Prezydent Andrzej Duda powołał sędziego Wiesława Kozielewicza na stanowisko prezesa Izby Odpowiedzialności Zawodowej
Wiesław Kozielewicz z Izby Karnej Sądu Najwyższego będzie prezesem nowej Izby Odpowiedzialności Zawodowej, która powstała w miejsce zlikwidowanej Izby Dyscyplinarnej.
To legalny sędzia SN, który ma duże doświadczenie w prawie karnym, w Izbie Karnej SN orzeka od 1999 r. Jednoczenie to jeden z niewielu legalnych sędziów SN, którzy mimo wyroków Trybunału w Strasburgu nie mają problemu z tym, aby orzekać z neosędziami w tych samych składach. Złożył też zdanie odrębne do nieuznawanej przez rząd PiS uchwały trzech izb SN z 2020 r. Wynikało z niej, że rozstrzygnięcia neosędziów obarczone są nieusuwalną wadą.
Wybór Kozielewicza na prezesa nowej izby nie jest zaskoczeniem, sędzia od początku kierował pracą nowej izby.
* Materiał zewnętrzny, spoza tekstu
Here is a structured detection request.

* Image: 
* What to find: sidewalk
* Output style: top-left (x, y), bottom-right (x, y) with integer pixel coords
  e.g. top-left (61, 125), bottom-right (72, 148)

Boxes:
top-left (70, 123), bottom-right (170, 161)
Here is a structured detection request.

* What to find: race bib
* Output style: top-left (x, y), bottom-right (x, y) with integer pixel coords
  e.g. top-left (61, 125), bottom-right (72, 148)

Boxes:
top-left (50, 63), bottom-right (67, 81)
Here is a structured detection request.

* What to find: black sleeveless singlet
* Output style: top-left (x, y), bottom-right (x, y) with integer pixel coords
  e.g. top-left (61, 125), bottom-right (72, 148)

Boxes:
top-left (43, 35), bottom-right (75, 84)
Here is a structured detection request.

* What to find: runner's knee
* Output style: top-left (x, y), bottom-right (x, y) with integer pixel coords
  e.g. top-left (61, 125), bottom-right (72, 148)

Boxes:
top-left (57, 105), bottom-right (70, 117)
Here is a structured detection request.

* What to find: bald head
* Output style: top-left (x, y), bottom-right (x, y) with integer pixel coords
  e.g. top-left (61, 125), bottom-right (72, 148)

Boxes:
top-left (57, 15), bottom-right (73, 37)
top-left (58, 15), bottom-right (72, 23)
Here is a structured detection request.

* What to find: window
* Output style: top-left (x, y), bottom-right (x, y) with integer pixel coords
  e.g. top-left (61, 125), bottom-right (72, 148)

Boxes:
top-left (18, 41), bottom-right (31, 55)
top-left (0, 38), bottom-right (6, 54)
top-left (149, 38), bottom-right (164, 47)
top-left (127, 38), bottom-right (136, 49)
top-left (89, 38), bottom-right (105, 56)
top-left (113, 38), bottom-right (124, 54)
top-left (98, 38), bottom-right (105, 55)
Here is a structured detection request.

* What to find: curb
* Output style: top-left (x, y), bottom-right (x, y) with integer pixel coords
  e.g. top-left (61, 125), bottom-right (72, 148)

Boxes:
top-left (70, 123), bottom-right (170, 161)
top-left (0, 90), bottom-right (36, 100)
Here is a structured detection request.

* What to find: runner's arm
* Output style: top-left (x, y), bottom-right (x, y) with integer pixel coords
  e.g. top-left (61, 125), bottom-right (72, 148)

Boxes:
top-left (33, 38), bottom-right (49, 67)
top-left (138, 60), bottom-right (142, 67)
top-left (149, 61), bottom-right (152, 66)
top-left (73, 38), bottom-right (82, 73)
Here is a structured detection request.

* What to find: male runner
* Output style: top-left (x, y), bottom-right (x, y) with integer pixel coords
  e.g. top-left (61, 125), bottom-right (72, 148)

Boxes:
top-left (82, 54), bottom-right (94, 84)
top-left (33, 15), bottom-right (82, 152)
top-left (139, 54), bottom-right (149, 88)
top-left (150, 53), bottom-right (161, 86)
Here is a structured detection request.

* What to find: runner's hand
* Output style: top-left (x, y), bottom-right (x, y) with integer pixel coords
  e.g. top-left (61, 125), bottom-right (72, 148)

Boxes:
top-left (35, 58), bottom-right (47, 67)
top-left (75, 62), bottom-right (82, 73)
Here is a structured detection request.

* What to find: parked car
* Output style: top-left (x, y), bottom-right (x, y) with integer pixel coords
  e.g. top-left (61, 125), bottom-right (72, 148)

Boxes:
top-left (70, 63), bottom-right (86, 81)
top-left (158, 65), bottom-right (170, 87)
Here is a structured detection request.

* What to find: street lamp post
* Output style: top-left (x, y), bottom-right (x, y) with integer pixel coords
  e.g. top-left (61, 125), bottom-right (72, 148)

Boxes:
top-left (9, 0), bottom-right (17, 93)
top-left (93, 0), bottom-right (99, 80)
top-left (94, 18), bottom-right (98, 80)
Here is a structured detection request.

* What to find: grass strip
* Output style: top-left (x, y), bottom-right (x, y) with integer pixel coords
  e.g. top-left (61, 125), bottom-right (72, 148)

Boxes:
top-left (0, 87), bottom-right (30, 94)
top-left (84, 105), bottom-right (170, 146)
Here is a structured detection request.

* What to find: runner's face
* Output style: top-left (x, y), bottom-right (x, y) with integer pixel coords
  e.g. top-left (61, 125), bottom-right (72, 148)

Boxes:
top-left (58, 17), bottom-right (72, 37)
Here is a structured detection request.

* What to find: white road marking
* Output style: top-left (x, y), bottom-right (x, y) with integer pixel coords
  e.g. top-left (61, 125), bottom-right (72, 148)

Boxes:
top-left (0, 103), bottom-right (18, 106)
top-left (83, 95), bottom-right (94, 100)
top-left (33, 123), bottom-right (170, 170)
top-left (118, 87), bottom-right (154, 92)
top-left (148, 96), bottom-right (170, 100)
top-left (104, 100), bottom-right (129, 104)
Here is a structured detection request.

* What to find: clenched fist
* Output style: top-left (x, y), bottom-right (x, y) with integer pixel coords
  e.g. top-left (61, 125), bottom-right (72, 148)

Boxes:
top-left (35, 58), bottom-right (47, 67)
Neosędzia i pierwsza prezes SN Małgorzata Manowska w sierpniu wskazała go do tymczasowego orzekania w IOZ i uczyniła tymczasowym szefem dwóch wydziałów izby.
Sędzia Kozielewicz był jednym z trzech kandydatów przedstawionych prezydentowi na początku października przez Zgromadzenie Izby Odpowiedzialności Zawodowej. Kandydatów udało się wówczas wyłonić w drugim podejściu, gdy wymóg dotyczący kworum był obniżony i wystarczyła obecność tylko połowy składu izby. Przy pierwszym podejściu zabrakło kworum, bo dwie osoby nie stawiły się na zgromadzenie, a dwie kolejne opuściły salę.
Sędzia Kozielewicz na zgromadzeniu otrzymał najwięcej głosów poparcia (5). O stanowisko prezesa nowej izby ubiegali się także neosędziowie Maria Szczepianiec i Marek Dobrowolski z Izby Kontroli Nadzwyczajnej i Spraw Publicznych.